Expandable Modules with Advanced Capabilities
The default configurations of commercial potentiostats/galvanostats can be limiting for performing cutting-edge electrocatalysis R&D.
Fortunately, Metrohm Autolab’s modular instruments can be expanded to increase the capabilities of your lab for characterizing your novel electrocatalysts:
A bipotentiostat is necessary to run RRDE experiments or other tandem electrochemical techniques.
True analog scanning
Digital potentiostats dominate the commercial market and prevent you from applying a true analog waveform. These instruments sample current after non-Faradaic (capacitive) charges have decayed. For fast electrocatalytic charge-transfer processes, this means that some of your vital Faradaic signal is also removed from the data. By adding the true analog scanning module, you can be sure that you are measuring the true performance of your rapid electrocatalyzed processes.

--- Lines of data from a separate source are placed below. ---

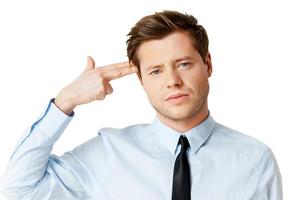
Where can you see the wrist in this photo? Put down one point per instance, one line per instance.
(64, 104)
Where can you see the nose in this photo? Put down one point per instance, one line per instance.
(173, 79)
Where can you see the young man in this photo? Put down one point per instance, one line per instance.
(182, 154)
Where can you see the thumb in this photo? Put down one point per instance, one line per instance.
(90, 64)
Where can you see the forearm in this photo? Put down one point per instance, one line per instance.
(30, 159)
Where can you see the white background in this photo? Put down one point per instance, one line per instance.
(255, 85)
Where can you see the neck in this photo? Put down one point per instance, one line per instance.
(185, 124)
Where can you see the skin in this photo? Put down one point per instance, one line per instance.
(189, 76)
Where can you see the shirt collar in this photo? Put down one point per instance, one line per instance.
(196, 136)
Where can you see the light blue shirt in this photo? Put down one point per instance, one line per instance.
(136, 163)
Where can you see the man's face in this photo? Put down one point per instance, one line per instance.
(172, 66)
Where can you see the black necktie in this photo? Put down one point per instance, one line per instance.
(181, 176)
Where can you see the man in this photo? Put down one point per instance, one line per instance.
(182, 154)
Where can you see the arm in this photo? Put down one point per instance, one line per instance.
(32, 172)
(269, 182)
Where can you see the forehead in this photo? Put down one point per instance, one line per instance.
(172, 47)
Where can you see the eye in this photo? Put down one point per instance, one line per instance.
(185, 64)
(155, 72)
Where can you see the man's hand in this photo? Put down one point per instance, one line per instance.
(92, 84)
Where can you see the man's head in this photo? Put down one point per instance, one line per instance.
(170, 51)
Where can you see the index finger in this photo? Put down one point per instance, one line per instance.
(117, 70)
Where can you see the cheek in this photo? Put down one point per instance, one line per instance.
(153, 90)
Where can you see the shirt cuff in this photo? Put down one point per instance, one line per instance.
(54, 121)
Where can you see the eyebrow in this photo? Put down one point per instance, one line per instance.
(175, 61)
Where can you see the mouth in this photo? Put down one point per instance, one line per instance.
(177, 98)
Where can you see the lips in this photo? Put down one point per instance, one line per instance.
(173, 96)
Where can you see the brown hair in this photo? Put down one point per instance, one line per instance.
(160, 25)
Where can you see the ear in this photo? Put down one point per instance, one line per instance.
(208, 62)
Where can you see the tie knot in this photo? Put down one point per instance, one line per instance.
(184, 142)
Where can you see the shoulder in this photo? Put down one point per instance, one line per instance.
(131, 132)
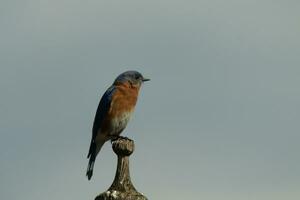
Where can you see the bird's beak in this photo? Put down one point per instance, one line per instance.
(146, 79)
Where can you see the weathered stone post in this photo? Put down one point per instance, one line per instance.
(122, 187)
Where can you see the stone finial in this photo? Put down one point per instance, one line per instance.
(122, 187)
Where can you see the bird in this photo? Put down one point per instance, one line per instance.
(113, 113)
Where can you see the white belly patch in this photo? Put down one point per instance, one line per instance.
(120, 122)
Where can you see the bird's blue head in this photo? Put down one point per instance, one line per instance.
(134, 78)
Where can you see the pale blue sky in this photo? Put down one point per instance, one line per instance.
(219, 120)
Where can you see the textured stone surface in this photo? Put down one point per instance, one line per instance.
(122, 187)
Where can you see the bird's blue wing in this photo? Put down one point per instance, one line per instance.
(101, 112)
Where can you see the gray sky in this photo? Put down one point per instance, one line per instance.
(219, 120)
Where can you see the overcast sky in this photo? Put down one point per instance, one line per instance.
(220, 118)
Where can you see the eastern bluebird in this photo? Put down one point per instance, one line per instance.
(113, 112)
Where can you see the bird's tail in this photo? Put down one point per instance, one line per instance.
(94, 150)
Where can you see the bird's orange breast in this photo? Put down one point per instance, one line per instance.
(122, 105)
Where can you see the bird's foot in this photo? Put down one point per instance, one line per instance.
(116, 137)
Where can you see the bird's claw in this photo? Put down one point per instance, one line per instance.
(114, 138)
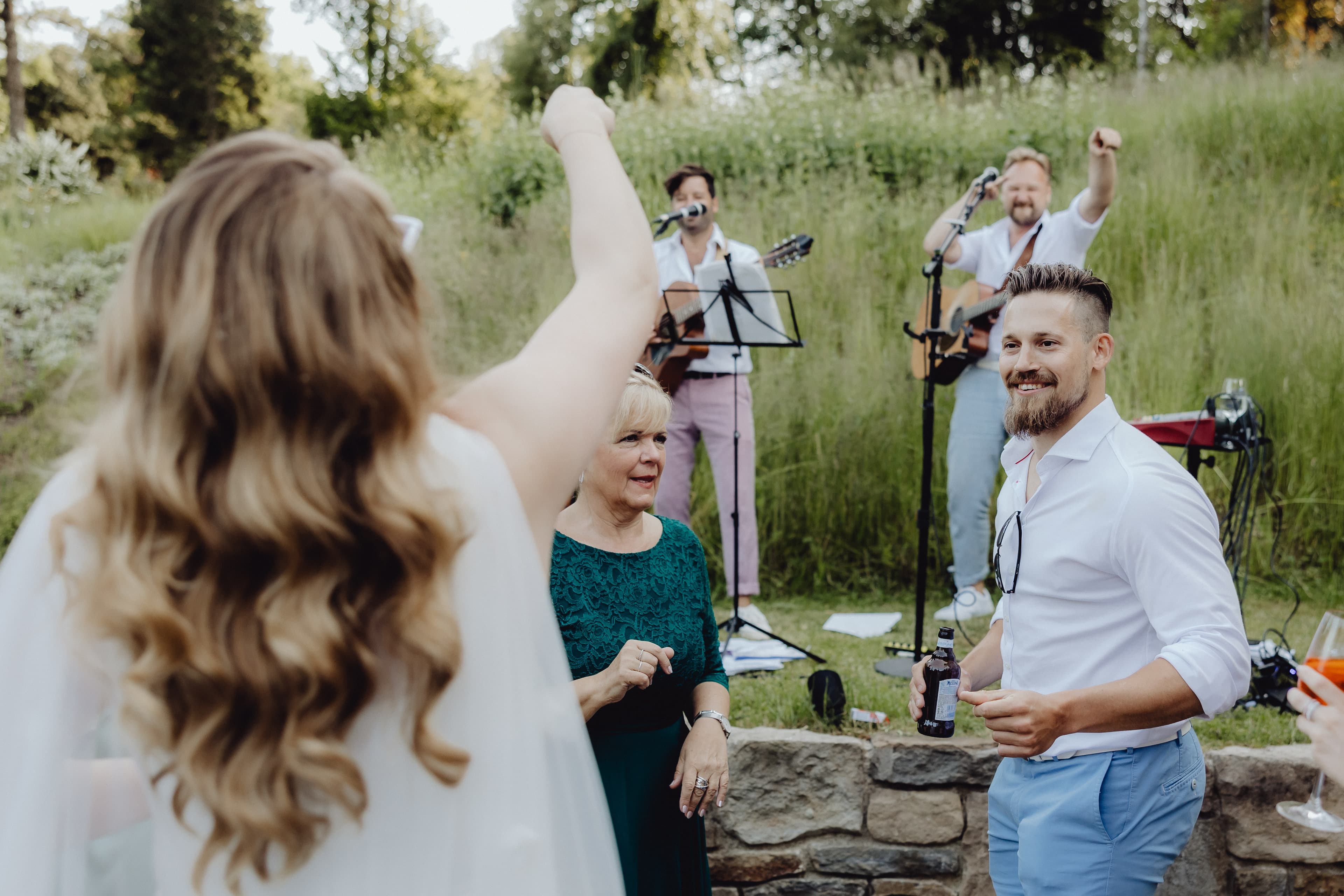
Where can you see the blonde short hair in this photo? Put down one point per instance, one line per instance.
(1026, 154)
(646, 406)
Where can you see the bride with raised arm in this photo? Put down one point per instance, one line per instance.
(311, 592)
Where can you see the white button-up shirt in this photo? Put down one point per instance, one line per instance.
(1120, 565)
(990, 256)
(675, 266)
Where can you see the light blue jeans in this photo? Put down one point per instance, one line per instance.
(975, 442)
(1102, 825)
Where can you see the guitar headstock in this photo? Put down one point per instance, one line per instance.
(790, 252)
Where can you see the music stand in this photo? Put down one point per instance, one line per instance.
(757, 328)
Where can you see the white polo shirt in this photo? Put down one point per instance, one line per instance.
(1120, 565)
(988, 254)
(675, 266)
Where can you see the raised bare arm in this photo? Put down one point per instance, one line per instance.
(546, 409)
(1101, 174)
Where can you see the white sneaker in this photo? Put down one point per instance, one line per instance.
(971, 602)
(752, 613)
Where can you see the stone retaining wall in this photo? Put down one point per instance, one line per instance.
(826, 816)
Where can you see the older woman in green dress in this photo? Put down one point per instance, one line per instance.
(632, 597)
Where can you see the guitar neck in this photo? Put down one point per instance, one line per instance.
(991, 304)
(687, 311)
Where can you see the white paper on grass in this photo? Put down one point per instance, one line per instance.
(862, 625)
(745, 655)
(758, 320)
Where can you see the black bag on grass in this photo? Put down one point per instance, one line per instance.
(827, 695)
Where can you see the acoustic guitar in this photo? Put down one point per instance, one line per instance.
(667, 355)
(967, 332)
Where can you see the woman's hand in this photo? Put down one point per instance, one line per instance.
(1324, 724)
(705, 758)
(635, 665)
(576, 111)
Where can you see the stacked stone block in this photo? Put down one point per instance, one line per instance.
(815, 814)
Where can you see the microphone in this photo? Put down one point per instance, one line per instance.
(694, 210)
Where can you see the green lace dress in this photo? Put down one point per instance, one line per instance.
(604, 600)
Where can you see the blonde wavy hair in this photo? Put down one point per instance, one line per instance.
(264, 538)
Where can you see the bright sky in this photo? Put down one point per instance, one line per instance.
(470, 22)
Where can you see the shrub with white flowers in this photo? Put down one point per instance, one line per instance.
(46, 170)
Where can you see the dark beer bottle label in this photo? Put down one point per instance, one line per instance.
(947, 707)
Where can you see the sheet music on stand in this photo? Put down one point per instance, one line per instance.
(755, 308)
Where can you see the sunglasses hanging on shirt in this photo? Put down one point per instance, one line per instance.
(999, 546)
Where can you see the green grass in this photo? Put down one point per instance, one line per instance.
(1222, 250)
(780, 699)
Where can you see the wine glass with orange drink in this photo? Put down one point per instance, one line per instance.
(1324, 656)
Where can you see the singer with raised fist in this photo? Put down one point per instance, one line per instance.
(704, 404)
(1027, 233)
(1117, 626)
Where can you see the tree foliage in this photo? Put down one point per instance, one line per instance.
(389, 76)
(197, 76)
(632, 49)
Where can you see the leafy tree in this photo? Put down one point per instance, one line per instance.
(635, 48)
(14, 72)
(198, 76)
(397, 77)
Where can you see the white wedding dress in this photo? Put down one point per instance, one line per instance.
(529, 817)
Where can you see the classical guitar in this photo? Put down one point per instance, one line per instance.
(667, 355)
(967, 332)
(969, 315)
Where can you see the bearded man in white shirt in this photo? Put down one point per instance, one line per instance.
(704, 404)
(1027, 233)
(1117, 626)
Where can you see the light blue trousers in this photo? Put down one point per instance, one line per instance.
(1102, 825)
(975, 444)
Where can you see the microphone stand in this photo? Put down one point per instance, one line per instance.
(932, 338)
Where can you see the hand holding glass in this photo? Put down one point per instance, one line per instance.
(1324, 656)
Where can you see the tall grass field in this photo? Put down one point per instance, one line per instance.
(1225, 250)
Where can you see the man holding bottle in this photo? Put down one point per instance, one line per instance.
(1119, 622)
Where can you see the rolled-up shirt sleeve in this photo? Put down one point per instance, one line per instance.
(1167, 547)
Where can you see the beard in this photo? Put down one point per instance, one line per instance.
(1029, 415)
(1025, 216)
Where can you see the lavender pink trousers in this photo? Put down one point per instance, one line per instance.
(704, 410)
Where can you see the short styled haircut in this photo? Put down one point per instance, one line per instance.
(675, 179)
(1092, 311)
(646, 406)
(1027, 154)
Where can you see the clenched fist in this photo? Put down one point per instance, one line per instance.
(576, 111)
(1102, 141)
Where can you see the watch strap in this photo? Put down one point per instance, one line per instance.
(717, 716)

Studying fast kinetic processes also requires you to sample data quickly. You can also include or add an ultra-fast sampling module to your modular PGSTAT system which provides sampling rates from 50 kSamples/s to 10 MSamples/s. In combination with analog scanning, you can perform fast-scan cyclic voltammetry up to 250 kV/s.
Electrochemical impedance spectroscopy (EIS)
EIS is a powerful technique to analyze and model each discrete electrochemical process in your cell. This alternating-current (AC) technique has widespread implications for a variety of applications such as extracting charge-transfer resistances at your catalytic surface. A frequency response analyzer for performing EIS can be added to enable you to add EIS to your research projects.
This module allows you to collect time-resolved pH and temperature data during your main electrochemical experiment. You can see the effect of reaction products on the solution pH or pX (for other ion-selective probes), or you can see the in-situ temperature as you monitor its effect on your catalysts’ performance.
Integrated Spectroelectrochemistry Systems
Spectroelectrochemistry involves the use of in-situ spectroscopic techniques during an electrochemical experiment. In the case of photocatalysts, the incident light on the catalyst surface can be controlled as you scan, hold, or pulse a potential bias and measure the resulting current. Alternatively, electrocatalysis involving chromophoric species or surface plasmons can also benefit from time-resolved monitoring of the UV-Vis or NIR spectrum.
Raman spectroelectrochemistry is also a powerful technique to characterize the surface of your catalyst as it relates to ligand encapsulation, surface functionalization, or surface bonding of products or intermediates. Even for heterogeneous catalysts in solution, electrodepositing a metal film to induce a Raman surface-enhanced Raman spectroscopy (SERS) effect might allow you to increase the sensitivity for detecting the bonding interactions at the electrode surface.